O trabalho no geral resume-se ainda, em muitas zonas de Marrocos, a negócios familiares. Todos participam. Como na tangerina "rua dos alfaiates": as crianças brincam a subir e a descer escadinhas enquanto vão manuseando uma pequena máquina de fiar e enrolando as linhas em grandes cartuchos de papelão; os homens, de agulha e dedal, confinados a pequeníssimos espaços e de porta aberta para quem queira espreitar, alinhavam, fazem bainhas, pregam botões; as mulheres, em local mais reservado, bordam os tecidos que mais tarde se verão pendurados pelas centenas de bancas de têxteis. É nesta rua onde, de acordo com o nosso guia em Tânger, se podem encontrar os únicos teares da medina.
Numa ampla loja, dois homens, cada qual no seu tear, vão produzindo panos coloridos: os seus pés nus, sob o tear de pente liço em madeira, movem-se em simultâneo, pisando duas velhas tábuas alternadamente; as suas mãos, que agarram as navetes, vão trocando os fios, finíssimos, e alinhando-os uns contra os outros. Em conjunto, parecem executar uma dança. E os sons que provêm do bater nas tábuas depressa se transformam numa composição melódica. "É feito de pele de camelo", diz-nos o comerciante, enquanto nos deposita nas mãos um dos milhares de lenços que habitam as prateleiras. "Macio, não é? Podem tocar, não precisam comprar", assegura. Suave, executado de forma artesanal e, claro, entre os mais caros: 20€ que, "só por serem de Portugal", depressa se converteram em 15€ e logo a seguir em 10€. O regateio é quase uma fé. Todas as coisas têm um valor diferente para cada pessoa e, desde que quem venda esteja a ganhar dinheiro, por menos que seja, consegue-se (quase) sempre negócio.
Azul Fez, azul Chefchaouen
Lê-se pelas várias descrições da cidade e pelas bíblias dos viajantes que Fez é a cidade azul. E a verdade é que a cor é uma presença constante pelos edifícios, pelas decorações. Mas depois de um verdadeiro banho de azul em Chefchaouen é difícil ver Fez nessas tonalidades. Isto, apesar de a cidade no meio das montanhas do Rif já não ser uma única mancha azul. O crescimento levou os edifícios fora do centro histórico a pintarem-se de branco. Já as casinhas que emolduram as ruas estreitas e muito íngremes de Chefchaouen continuam a ser todas caiadas a branco e pintadas a azul. Um azul-turquesa. A escolha da palete não é à toa: a cal e o azul servem essencialmente como repelentes. E, para quem chega pela primeira vez, a cor fria serve também de relaxante.

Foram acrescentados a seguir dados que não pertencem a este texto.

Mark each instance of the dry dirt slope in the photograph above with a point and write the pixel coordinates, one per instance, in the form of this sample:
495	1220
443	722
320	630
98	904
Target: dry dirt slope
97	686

Caminhar pelas ruas pequeníssimas de Chefchaouen (em algumas passa só uma pessoa de cada vez) não é, estranhamente, claustrofóbico. Até porque os habitantes com os quais nos vamos cruzando, talvez suavizados por um turismo tranquilo, revelam-se diferentes dos que encontrámos noutras cidades marroquinas por onde já passámos. Os sorrisos abrem-se, as crianças metem conversa animada - perguntam-nos o nome, riem-se enquanto passam por nós a correr, dizem-nos os seus nomes -, os turistas vivenciam a cidade de forma serena, ocupando as esplanadas dos belíssimos cafés e restaurantes, enquanto pelas várias bancas montadas ninguém nos exige atenção. As compras são feitas sem atropelos. É como se se passasse de um supermercado low cost que se observou na medina de Tânger para uma loja gourmet.